Hussein Nassereddine - Years of the Shining Face
6 February – 6 June 2025, Beirut Art Center.


  1. The full verse reads: وَيَسۡتَعۡجِلُونَكَ بِٱلۡعَذَابِ وَلَن يُخۡلِفَ ٱللَّهُ وَعۡدَهُۥۚ وَإِنَّ يَوۡمًا عِندَ رَبِّكَ كَأَلۡفِ سَنَةٖ مِّمَّا تَعُدُّونَ (And they urge you to hasten the punishment. But Allah will never fail in His promise. And indeed, a day with your Lord is like a thousand years of those which you count.)

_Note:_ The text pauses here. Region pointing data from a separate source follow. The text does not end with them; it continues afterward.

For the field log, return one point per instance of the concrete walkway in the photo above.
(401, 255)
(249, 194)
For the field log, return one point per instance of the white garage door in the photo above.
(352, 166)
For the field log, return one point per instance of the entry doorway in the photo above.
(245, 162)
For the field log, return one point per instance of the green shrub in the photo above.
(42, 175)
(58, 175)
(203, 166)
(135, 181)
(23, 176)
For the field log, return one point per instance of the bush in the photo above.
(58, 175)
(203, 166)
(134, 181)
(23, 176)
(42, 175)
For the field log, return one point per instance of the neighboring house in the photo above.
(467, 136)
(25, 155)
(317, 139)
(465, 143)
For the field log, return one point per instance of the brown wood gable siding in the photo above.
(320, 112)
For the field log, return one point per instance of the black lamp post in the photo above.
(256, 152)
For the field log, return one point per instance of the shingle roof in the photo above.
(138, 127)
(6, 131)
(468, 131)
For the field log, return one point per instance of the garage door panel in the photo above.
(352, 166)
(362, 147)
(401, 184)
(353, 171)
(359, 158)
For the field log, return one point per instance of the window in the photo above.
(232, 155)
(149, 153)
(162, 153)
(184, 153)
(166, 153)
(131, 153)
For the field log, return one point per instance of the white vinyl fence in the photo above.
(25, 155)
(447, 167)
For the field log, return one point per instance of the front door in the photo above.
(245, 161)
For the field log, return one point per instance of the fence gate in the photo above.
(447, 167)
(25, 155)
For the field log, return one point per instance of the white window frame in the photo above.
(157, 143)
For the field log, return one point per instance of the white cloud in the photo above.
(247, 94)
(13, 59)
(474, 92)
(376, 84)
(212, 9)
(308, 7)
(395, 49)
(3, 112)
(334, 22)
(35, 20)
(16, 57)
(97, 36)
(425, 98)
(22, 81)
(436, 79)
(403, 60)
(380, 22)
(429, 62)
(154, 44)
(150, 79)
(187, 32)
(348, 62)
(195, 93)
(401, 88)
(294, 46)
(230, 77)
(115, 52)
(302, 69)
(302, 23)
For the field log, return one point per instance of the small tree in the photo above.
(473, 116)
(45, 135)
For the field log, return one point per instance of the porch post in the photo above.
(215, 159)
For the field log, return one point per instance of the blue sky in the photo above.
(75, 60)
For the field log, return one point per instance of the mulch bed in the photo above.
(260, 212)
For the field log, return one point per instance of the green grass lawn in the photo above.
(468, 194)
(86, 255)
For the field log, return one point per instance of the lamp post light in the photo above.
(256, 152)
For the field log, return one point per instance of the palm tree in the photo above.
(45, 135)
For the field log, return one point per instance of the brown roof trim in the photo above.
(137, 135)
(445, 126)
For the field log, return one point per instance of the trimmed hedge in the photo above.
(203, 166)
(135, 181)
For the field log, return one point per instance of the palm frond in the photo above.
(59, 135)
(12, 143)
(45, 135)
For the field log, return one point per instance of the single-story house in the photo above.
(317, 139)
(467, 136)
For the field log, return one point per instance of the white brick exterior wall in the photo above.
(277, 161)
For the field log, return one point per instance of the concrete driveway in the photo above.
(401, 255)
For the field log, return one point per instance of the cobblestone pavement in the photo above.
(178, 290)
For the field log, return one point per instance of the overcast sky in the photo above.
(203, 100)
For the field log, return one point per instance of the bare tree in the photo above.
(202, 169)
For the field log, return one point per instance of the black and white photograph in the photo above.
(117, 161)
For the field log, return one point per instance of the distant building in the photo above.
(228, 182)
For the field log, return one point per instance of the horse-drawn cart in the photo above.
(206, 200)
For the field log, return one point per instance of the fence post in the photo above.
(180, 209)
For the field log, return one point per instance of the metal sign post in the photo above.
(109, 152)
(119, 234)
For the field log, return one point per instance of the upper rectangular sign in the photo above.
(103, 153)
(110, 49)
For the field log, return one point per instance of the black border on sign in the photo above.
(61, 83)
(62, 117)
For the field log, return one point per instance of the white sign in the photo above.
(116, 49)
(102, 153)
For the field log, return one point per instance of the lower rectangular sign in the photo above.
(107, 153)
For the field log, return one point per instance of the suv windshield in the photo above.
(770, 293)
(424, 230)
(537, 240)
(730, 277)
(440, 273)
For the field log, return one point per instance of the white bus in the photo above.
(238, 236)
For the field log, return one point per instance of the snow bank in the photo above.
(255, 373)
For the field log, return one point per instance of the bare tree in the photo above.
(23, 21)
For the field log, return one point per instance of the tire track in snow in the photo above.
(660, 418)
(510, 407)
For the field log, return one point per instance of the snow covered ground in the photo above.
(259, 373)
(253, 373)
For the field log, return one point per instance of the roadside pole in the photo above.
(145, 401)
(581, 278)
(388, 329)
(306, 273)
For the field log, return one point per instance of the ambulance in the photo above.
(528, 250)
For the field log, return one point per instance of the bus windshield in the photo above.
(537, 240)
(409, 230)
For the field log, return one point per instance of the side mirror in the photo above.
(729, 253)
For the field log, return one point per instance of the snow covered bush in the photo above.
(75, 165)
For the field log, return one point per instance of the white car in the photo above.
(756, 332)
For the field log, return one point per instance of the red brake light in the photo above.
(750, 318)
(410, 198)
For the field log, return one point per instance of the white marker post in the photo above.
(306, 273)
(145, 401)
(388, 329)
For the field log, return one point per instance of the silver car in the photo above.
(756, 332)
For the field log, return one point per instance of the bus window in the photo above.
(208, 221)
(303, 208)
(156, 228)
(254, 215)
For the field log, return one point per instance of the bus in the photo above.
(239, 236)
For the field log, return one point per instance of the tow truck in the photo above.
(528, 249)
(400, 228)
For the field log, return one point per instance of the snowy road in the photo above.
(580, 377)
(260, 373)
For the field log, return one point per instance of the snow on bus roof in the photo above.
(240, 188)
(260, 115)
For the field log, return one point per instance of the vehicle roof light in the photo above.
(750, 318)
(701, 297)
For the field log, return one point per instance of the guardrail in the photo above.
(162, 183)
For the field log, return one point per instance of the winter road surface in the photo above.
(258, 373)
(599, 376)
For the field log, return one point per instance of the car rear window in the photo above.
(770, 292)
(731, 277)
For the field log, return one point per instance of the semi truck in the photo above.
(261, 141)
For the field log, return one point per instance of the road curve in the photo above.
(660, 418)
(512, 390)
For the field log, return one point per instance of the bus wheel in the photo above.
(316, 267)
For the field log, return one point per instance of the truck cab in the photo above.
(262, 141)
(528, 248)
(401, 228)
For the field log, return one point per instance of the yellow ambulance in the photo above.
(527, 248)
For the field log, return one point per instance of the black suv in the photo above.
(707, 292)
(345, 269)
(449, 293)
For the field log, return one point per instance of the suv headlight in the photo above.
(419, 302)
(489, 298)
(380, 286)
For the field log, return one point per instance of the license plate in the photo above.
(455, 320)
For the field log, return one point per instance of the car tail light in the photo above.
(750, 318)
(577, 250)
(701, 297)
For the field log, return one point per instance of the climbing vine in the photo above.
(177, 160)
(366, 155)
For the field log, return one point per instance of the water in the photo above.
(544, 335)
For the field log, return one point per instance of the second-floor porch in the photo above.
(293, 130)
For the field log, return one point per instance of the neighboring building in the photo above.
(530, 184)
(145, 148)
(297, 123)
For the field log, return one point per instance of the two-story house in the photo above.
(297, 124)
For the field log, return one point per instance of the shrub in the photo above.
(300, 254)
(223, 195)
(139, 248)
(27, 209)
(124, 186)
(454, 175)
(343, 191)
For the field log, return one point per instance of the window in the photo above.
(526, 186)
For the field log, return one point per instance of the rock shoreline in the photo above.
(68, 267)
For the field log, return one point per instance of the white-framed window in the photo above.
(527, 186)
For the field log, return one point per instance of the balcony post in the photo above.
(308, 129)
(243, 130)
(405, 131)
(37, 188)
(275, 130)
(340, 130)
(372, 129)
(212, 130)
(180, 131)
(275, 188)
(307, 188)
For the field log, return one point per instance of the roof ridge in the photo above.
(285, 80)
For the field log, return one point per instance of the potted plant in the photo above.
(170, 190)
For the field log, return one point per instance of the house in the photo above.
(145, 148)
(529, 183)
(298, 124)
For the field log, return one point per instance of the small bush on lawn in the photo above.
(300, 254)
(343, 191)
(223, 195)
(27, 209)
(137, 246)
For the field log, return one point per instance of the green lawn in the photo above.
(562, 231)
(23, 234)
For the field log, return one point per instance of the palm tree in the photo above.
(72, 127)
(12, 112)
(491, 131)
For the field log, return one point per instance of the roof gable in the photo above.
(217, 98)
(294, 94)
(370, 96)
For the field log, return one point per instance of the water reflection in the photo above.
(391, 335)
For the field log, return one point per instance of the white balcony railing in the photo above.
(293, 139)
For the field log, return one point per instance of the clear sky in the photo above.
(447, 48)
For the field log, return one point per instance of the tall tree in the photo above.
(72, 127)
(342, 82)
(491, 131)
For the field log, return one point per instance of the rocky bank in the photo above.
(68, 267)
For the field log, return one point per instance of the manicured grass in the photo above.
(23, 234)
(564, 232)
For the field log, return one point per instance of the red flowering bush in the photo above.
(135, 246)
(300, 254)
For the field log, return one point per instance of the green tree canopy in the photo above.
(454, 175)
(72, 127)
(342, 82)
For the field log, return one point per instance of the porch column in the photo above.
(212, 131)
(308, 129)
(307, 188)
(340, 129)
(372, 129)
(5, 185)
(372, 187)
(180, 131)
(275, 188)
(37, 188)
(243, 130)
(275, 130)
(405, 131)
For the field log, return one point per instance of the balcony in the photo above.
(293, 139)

  2. إِنَّا سَـوْفَ تُدْرِكُنَا المَنَـايَا مُقَـدَّرَةً لَنَـا وَمُقَـدِّرِيْنَـا
  3. Gerhard Böwering, “The Concept of Time in Islam” Proceedings of the American Philosophical Society 141, no. 1 (March 1997): 57.
  4. Ibid, 58
  5. Louis Massignon, “Time in Islamic Thought” in Papers from the Eranos Yearbooks, Eranos 3: Man and Time, ed. Joseph Campbell (Princeton University Press, 1957), 108.
  6. As quoted in the exhibition in an evocation of the Pre-Islamic concept of the Days of the Arabs, ayyām al-‘Arab, which punctuated the duration of time with acts of prowess preserved in poetry.
  7. The public program of the exhibition lists musical evenings to be held on this stage.
  8. ≪لـو أن الفجـر، تأَخـر ثانيـة عـن موعـده لنجونـا، لكـن الموت ≫, Muhammad Ali Chamseddine, from أغنية كي تنام زينب in أناديك يا ملكي وحبيبي (Dar Al Adab, 1984), 89.
  9. Fadi El Abdallah, “Of That Music” Third Text 26, no. 4 (July, 2012): 491.